WAYNESBURG – “Is there a Santa Claus?” 8-year old Virginia O’Hanlan asked her father in 1897.
His response was for her to write a letter to the New York Sun newspaper because everything printed in the Sun was the truth.
Suzanne Wylie, retired librarian from Waynesburg University, began her program for members of the Cornerstone Genealogical Society with this old tale of a young child asking about Santa Claus.
Wylie said there is a legend that began more than 1,700 years ago in Turkey about a very wealth Bishop named Nicholas, who was known for his kindness and generosity.
There were three young girls who had no dowry, and therefore would probably not marry but become prostitutes.

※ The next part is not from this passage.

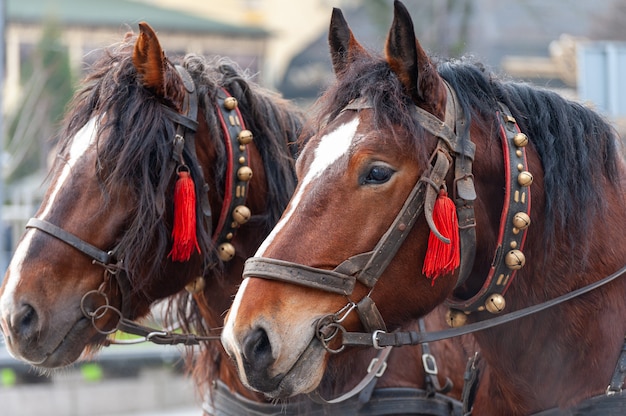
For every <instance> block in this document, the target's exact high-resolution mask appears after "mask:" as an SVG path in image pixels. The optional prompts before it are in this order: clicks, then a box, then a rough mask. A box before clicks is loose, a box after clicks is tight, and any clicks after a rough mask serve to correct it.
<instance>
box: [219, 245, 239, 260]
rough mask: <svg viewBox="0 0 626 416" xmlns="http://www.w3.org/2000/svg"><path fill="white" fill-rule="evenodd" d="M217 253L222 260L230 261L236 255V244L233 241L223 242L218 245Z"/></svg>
mask: <svg viewBox="0 0 626 416" xmlns="http://www.w3.org/2000/svg"><path fill="white" fill-rule="evenodd" d="M217 255H218V257H219V258H220V259H221V260H222V261H229V260H232V259H233V257H235V246H233V245H232V244H231V243H222V244H220V245H219V246H218V247H217Z"/></svg>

St. Nicholas put some gold coins in a bag and late at night tossed them through the window of the house where the girls lived. The next night he did the same thing, so that took care of two of the girls, but when he went back the third night the window was closed, so he climbed onto the roof and dropped the bag down the chimney, and some of the coins ended up in a stocking that was hung there.
The Dutch seamen carried around the world the kindness and generosity of St Nicholas and Russia and Greece adopted him as their patron saint.

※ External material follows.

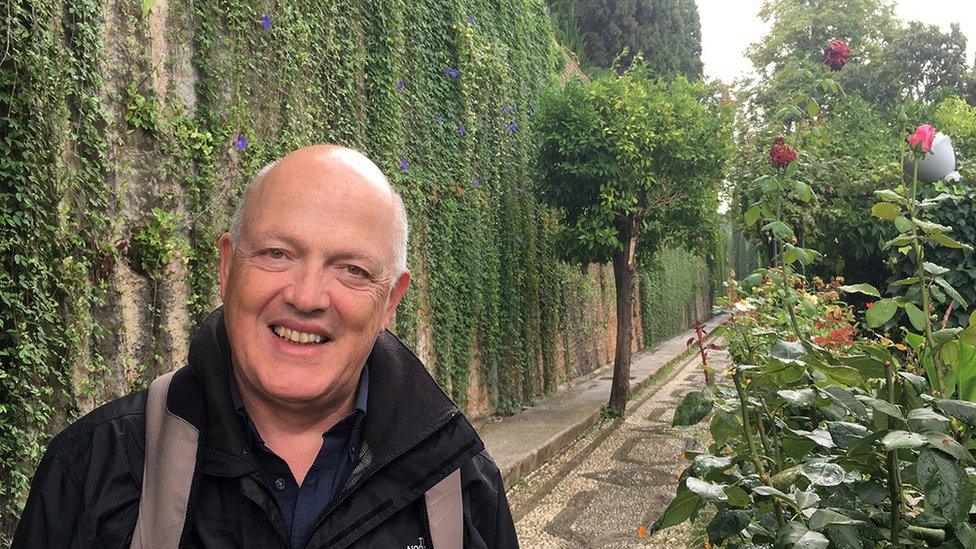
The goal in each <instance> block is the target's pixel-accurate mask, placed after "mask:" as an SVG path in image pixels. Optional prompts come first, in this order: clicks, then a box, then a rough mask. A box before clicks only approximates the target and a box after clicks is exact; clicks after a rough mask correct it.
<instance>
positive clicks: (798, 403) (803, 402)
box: [776, 387, 817, 407]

St. Nicholas was first pictured as tall, saintly and stern, with long robes, carrying switches for the bad children and toys for the good children.
In 1823, Clement Clark Moore wrote a story for his daughters called “The Visit of St. Nicholas,” which later became “The Night Before Christmas.”
Christmas was not celebrated in the United States until early 1800s. The first Christmas card was a tiny visitation card. Later robins were seen on a lot of cards. Wylie said that there is a legend that when Jesus was born there was a little brown robin roosting in the stable, which noticed that the fire that Joseph had built was burning out, so he fanned the flames with his wings until his breast became red.
Louis Prang, a German immigrant, was the first to use lithographic stones on Christmas cards. These cards involved numerous steps and were works of art.
The Coca Cola Co. used Santa Claus in its ads in 1931, with the story “The Night Before Christmas” as its inspiration.
During its business meeting following the program, Cornerstone Genealogical Society elected officers for 2014. They Dave Cressey, president; Buzz Walters, first vice president; Laurine Williams, second vice president; ; Recording Secretary Bonnie S. Kiger, recording secretary; Marilyn Kerr, corresponding secretary; and Louise Gapen, treasurer. Three directors were elected: Marilyn Eichenlaub; Paul Jensen and Zachary Patton.
The next meeting will be at 7 p.m. Jan. 14 with John “Buzz” Walters speaking on coke ovens.
Dues are now due for the year 2014. They are $20 for regular membership and $50 for patron membership.